Responding to President Obama’s call to help reduce the regulatory burden on US businesses, the American Trucking Associations highlighted nine outdated, obsolete, or onerous rules that the US Department of Transportation should reconsider.
“The trucking industry understands the need for sensible regulations, particularly when it comes to safety,” said Bill Graves, ATA president and chief executive officer. “However, as this list demonstrates, we must constantly review those regulations to make sure they continue to make sense.”
In comments filed April 1, ATA pointed to a number of rules issued by the Federal Motor Carrier Safety Administration and the Pipeline and Hazardous Materials Safety Administration as unnecessary or redundant. For example:
•The FMCSA requirement for drivers to notify their employer non-parking related traffic convictions, a requirement that is made moot by the proliferation of databases like the Commercial Driver License Information System.
•The now-expired exemption from hours-of-service rules for grape transporters in New York should be removed by FMCSA.

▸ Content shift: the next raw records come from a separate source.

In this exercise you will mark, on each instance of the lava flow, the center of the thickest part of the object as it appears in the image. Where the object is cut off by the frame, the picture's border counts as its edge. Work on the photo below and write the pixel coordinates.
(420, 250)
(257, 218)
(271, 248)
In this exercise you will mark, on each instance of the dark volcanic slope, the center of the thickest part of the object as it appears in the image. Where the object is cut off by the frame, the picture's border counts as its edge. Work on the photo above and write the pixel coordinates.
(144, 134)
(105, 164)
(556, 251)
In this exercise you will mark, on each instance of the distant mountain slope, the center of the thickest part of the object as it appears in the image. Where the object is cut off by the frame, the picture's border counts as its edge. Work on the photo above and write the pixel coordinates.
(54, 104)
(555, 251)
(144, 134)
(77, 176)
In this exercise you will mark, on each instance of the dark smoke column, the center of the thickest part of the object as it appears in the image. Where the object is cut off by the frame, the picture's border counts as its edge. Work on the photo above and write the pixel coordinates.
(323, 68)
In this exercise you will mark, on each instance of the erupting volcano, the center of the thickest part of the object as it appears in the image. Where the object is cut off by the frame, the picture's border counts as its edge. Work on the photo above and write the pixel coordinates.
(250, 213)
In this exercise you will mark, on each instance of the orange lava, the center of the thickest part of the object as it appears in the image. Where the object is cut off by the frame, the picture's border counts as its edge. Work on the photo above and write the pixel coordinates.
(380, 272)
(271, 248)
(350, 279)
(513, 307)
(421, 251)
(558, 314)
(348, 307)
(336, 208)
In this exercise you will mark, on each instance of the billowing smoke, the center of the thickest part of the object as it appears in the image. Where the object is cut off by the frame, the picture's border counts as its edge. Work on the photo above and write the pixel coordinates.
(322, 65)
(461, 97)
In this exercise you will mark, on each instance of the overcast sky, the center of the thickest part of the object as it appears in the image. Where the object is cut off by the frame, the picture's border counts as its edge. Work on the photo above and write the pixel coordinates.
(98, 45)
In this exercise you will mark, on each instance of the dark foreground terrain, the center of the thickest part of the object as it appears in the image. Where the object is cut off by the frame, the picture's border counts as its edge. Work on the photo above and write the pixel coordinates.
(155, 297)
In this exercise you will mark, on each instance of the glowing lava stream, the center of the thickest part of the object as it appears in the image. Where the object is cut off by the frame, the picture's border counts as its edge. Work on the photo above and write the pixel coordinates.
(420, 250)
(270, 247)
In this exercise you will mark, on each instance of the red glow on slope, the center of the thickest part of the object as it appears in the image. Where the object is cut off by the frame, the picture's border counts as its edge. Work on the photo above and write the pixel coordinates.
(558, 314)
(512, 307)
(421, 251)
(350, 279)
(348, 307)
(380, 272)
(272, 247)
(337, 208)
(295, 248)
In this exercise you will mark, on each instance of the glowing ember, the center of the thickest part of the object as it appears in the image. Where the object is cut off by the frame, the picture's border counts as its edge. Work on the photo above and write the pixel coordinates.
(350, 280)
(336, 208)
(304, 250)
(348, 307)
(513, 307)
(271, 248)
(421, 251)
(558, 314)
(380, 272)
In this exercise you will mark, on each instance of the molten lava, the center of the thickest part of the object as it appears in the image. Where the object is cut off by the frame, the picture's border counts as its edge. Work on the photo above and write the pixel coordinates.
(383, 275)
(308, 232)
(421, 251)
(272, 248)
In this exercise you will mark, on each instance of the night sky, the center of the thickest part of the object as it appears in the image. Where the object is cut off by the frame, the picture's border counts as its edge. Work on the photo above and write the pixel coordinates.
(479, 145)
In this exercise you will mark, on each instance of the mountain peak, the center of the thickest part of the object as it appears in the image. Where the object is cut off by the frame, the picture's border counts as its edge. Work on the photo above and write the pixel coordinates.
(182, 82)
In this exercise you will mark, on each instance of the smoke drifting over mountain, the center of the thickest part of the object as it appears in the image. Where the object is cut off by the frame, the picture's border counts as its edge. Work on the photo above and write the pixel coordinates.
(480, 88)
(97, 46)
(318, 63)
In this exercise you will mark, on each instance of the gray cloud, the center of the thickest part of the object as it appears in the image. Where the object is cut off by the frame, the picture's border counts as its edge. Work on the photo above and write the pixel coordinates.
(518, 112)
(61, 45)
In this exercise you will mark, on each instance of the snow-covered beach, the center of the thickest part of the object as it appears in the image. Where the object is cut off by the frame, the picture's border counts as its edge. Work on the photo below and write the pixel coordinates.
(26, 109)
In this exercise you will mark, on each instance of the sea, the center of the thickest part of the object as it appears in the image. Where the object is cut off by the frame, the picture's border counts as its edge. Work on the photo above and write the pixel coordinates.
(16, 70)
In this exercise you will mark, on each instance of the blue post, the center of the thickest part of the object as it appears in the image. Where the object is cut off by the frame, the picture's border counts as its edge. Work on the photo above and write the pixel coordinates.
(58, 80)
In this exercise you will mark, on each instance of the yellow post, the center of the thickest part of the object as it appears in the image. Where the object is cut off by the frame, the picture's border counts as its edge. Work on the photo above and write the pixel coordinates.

•The FMCSA requirement for motor carriers to ensure all vehicles be free of oil and gas leaks, a requirement that is impossible for carriers to comply with and is redundant because of other maintenance rules.
•A PHMSA rule requiring United Nations’ identification numbers on bulk containers holding residue from hazardous materials.
•PHMSA requirements for fleets to provide unnecessary and burdensome information when applying for a special permit to haul certain materials.